Design Review Application forms typically include “Owner’s Acknowledgements” for signature by the applicant. For example, a form used by many Virginia HOA says,
I/we understand and agree 1. That such approval by the Committee shall in no way be construed as to pass judgment on the correctness of the location, structural design, suitability of water flow or drainage, location of utilities, or other qualities of the proposed change being reviewed.
What does this mean? The application form is required because management deems architectural approval of location, design, and other qualities to be carefully considered before the lot owner may implement them. “Passing judgment on correctness” seems to be whole point. Addition of this item seems odd. I understand that the HOA does not want an owner to come back later and complain that it approved a design that resulted in structural failure or wrongful water diversion. From the face of the document it may be unclear whether the design choices were requested by the owner or dictated by the HOA. To the extent that HOAs use the architectural process to impose design requirements on lot owners, the HOA does not want to be held responsible for liabilities to that lot owner or a neighbor in the event that there is resulting damage or impairment of use or enjoyment. The broad scope of Acknowledgement #1, interpreted generously in favor of the HOA, could mean that the owner applicant could later be asked to change or move the approved improvement. I would disagree with this interpretation because it would render the process meaningless. Owners can address the ambiguity by being specific in their design proposal regarding these issues. They can also provide details in a letter as to why the location, design and other details are chosen (as opposed to other designs or locations) to made it more difficult to challenge. An owner could try not initialing this item or using handwriting to change it. Again, if it is not in the declaration or reflective of common sense then the owner is not legally obligated to acknowledge it.

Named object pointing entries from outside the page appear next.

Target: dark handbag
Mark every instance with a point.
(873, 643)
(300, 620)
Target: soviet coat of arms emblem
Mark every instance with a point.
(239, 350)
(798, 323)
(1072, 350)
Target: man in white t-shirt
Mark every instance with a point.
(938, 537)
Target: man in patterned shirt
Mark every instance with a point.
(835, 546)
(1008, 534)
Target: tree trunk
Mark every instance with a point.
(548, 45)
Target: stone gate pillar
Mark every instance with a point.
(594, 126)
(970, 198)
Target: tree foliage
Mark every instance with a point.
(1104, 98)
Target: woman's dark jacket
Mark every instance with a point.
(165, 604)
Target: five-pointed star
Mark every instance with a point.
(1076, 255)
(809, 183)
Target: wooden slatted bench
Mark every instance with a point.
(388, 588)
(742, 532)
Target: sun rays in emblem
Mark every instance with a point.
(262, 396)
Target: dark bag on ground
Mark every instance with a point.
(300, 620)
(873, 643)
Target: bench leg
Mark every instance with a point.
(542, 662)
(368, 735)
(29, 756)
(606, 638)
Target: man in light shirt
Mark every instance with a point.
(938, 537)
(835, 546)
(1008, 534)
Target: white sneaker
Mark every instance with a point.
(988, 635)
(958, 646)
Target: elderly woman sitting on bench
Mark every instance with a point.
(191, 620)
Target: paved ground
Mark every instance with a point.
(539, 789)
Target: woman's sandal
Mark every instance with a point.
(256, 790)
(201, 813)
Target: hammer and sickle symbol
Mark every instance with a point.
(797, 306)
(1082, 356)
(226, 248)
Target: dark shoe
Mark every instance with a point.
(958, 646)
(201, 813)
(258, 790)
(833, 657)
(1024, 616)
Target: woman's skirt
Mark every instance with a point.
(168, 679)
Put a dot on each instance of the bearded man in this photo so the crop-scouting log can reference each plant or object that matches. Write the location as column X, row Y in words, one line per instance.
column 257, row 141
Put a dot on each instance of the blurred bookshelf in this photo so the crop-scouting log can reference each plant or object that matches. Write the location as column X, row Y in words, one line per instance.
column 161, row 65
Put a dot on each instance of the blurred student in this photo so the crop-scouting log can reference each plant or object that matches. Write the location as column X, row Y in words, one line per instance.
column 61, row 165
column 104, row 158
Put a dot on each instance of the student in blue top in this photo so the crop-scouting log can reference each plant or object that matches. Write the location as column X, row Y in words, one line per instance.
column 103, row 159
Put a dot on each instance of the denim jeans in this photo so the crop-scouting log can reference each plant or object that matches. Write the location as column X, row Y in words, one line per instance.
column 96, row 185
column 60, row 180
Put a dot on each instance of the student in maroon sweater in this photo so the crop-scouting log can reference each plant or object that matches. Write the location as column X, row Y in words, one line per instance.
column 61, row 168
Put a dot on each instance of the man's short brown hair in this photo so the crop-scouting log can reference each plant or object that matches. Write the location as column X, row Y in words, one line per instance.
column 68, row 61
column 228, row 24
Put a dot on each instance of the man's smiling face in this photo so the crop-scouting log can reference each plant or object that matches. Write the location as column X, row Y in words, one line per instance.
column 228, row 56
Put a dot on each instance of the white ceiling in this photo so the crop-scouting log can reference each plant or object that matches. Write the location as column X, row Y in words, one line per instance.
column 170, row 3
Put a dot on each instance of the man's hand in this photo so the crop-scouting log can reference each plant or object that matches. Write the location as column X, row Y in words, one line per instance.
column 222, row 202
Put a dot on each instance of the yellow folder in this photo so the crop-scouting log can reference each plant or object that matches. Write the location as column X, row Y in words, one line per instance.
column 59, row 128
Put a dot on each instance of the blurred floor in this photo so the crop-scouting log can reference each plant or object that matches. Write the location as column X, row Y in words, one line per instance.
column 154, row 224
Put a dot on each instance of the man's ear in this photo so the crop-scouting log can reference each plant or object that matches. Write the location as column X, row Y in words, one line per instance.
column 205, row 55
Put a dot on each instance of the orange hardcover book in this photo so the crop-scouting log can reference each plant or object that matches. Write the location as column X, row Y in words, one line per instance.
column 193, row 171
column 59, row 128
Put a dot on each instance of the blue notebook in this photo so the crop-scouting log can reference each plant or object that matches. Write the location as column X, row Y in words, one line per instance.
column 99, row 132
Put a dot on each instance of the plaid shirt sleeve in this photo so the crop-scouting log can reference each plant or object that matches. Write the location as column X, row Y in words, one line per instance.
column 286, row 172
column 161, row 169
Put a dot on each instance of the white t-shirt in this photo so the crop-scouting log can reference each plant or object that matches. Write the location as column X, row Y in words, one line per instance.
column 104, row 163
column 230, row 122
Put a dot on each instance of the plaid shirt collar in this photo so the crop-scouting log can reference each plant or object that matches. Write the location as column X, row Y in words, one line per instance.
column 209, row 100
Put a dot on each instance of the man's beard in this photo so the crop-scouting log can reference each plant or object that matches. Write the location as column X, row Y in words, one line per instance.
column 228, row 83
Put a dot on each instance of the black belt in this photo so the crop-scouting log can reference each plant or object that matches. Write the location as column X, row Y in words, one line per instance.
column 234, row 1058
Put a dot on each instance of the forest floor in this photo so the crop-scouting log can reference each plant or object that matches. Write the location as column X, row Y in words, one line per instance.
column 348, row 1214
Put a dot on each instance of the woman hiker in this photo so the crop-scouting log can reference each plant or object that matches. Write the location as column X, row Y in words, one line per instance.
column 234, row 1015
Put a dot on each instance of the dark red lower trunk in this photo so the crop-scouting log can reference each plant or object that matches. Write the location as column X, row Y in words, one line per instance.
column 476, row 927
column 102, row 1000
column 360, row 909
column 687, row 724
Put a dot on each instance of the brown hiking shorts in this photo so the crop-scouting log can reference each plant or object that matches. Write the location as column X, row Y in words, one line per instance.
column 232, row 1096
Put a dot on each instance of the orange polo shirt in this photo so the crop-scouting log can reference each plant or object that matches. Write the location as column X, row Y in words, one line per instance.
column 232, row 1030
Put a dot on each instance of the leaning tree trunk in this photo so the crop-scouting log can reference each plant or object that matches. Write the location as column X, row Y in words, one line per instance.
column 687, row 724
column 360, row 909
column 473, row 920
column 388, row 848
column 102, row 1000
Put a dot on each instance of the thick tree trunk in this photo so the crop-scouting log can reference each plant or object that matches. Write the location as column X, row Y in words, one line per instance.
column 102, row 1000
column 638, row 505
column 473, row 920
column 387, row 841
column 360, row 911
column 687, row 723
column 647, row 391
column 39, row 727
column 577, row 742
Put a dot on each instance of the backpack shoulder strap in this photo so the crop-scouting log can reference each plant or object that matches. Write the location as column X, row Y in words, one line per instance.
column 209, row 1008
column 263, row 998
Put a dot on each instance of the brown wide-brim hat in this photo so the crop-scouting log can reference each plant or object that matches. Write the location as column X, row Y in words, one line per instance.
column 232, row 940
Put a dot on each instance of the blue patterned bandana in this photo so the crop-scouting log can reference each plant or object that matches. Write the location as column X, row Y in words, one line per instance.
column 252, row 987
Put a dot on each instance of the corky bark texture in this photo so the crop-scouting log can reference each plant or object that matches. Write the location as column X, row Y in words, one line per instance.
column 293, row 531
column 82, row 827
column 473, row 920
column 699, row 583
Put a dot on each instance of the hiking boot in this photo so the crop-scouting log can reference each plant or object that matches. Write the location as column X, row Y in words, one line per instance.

Another reason to make sure that the design application form and supporting materials are complete and accurate is because if the lot owner doesn’t like the decision of the committee, she may have to appeal to the board or ask the circuit court for judicial review. it is more difficult to achieve a desirable outcome on appeal or review if the application is haphazardly prepared.
Unfortunately, the HOA architectural design review process has gotten out of hand over the years – often it fails to prevent or resolve neighbor disputes, does not succeed in achieving harmonious or attractive effects for the whole neighborhood, or give lot owners a sense that they can rely upon the decisions made by the committee. Many owners discover that they need a professional or experienced person to help them prepare the materials or guide them through the process, or to review what a neighbor is doing with a project that poses a nuisance. If the HOA wrongfully denies an unobjectionable submission or approves an adversarial neighbor’s faulty application, legal counsel may be necessary to bring a timely challenge before the court or board. The assistance of legal counsel may be necessary to avoid waiver or abandonment of rights on procedural or substantive grounds.